7687 Matthias

Discovery
- Discovered by: C. J. van Houten I. van Houten-G. T. Gehrels
- Discovery site: Palomar Obs.
- Discovery date: 24 September 1960

Designations
- Named after: Matthias Busch (German amateur astronomer)
- Alternative designations: 2099 P-L · 1986 EH_{2} 1993 GK
- Minor planet category: main-belt · (inner) Flora

Orbital characteristics
- Epoch 23 March 2018 (JD 2458200.5)
- Uncertainty parameter 0
- Observation arc: 63.75 yr (23,284 d)
- Aphelion: 2.5327 AU
- Perihelion: 2.0074 AU
- Semi-major axis: 2.2700 AU
- Eccentricity: 0.1157
- Orbital period (sidereal): 3.42 yr (1,249 d)
- Mean anomaly: 131.81°
- Mean motion: 0° 17^{m} 17.52^{s} / day
- Inclination: 5.7774°
- Longitude of ascending node: 199.13°
- Argument of perihelion: 333.08°

Physical characteristics
- Mean diameter: 3.488±0.233 km 3.9 km (est. at 0.24)
- Geometric albedo: 0.24 (Flora albedo) 0.333±0.070
- Spectral type: S (SDSS-MOC)
- Absolute magnitude (H): 14.2

= 7687 Matthias =

Main-belt asteroid

7687 Matthias, provisional designation , is a stony Florian asteroid from the inner regions of the asteroid belt, approximately 4 km in diameter. It was discovered on 24 September 1960, by Ingrid and Cornelis van Houten at Leiden, and Tom Gehrels at Palomar Observatory in California. The S-type asteroid was named for German amateur astronomer Matthias Busch.

== Orbit and classification ==

Matthias is a member of the Flora family (402), a giant asteroid family and the largest family of stony asteroids in the main-belt. It orbits the Sun in the inner asteroid belt at a distance of 2.0–2.5 AU once every 3 years and 5 months (1,249 days; semi-major axis of 2.27 AU). Its orbit has an eccentricity of 0.12 and an inclination of 6° with respect to the ecliptic. The body's observation arc begins with a precovery taken at Palomar in October 1953, or seven years prior to its official discovery observation.

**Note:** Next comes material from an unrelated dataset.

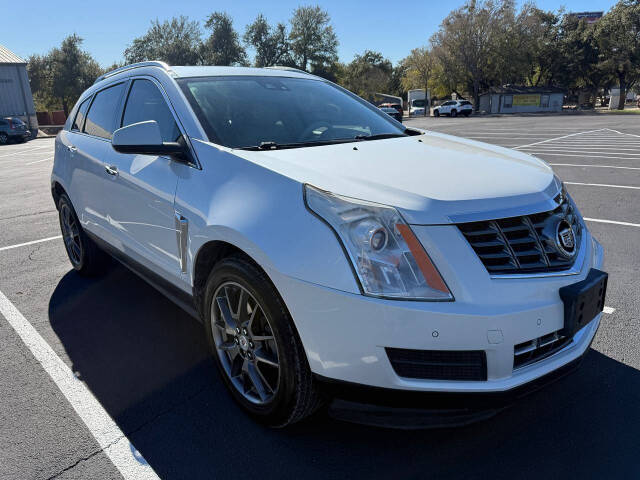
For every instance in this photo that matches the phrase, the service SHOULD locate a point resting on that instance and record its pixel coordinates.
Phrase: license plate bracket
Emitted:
(583, 301)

=== Palomar–Leiden survey ===

The survey designation "P-L" stands for "Palomar–Leiden", named after Palomar Observatory and Leiden Observatory, which collaborated on the fruitful Palomar–Leiden survey in the 1960s. Gehrels used Palomar's Samuel Oschin telescope (also known as the 48-inch Schmidt Telescope), and shipped the photographic plates to Ingrid and Cornelis van Houten at Leiden Observatory where astrometry was carried out. The trio are credited with the discovery of several thousand asteroid discoveries.

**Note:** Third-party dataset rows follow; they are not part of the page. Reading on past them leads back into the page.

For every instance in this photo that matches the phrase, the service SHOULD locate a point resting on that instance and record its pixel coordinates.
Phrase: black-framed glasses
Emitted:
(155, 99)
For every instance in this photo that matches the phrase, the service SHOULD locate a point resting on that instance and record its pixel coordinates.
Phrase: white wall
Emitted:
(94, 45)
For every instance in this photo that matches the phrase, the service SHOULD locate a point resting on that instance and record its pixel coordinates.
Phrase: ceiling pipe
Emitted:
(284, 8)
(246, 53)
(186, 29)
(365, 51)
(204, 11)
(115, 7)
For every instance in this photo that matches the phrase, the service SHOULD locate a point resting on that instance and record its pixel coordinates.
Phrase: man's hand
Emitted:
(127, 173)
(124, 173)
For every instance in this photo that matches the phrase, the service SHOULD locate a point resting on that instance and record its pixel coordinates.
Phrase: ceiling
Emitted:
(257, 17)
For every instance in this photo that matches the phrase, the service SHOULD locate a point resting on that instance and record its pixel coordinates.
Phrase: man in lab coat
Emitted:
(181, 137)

== Physical characteristics ==

In the SDSS-based taxonomy, Matthias is a common, stony S-type asteroid. It has an absolute magnitude of 14.2. As of 2018, no rotational lightcurve of Matthias has been obtained from photometric observations. The body's rotation period, pole and shape remain unknown.

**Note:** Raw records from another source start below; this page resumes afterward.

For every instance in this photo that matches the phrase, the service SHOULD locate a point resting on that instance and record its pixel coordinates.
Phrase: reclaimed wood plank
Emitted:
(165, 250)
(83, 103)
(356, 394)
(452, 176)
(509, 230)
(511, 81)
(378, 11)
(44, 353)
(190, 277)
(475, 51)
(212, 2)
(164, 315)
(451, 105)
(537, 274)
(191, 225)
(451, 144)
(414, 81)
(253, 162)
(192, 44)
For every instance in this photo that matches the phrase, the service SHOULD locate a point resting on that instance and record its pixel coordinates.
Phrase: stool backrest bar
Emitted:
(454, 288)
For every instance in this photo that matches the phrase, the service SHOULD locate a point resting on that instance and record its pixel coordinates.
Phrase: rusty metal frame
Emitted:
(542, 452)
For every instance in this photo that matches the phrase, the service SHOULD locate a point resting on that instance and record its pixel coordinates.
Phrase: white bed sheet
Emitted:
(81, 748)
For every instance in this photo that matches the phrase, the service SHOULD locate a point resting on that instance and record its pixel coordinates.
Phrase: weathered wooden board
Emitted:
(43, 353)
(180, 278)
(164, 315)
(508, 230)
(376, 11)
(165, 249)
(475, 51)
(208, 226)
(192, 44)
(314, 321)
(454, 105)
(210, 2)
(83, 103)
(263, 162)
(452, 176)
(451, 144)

=== Diameter and albedo ===

According to the survey carried out by the NEOWISE mission of NASA's Wide-field Infrared Survey Explorer, Matthias measures 3.488 kilometers in diameter and its surface has an albedo of 0.333. Alternatively, the asteroid measures 3.9 kilometers, based on a generic magnitude-to-diameter conversion with an albedo of 0.24 – derived from 8 Flora, the parent body of the Flora family.

== Naming ==

This minor planet was named after German amateur astronomer Matthias Busch (born 1968), an observer and discoverer of minor planets at the Starkenburg Observatory in Heppenheim, Germany. The asteroid's name was proposed by Lutz Schmadel and its official citation was published by the Minor Planet Center on 8 December 1998 (M.P.C. 33387).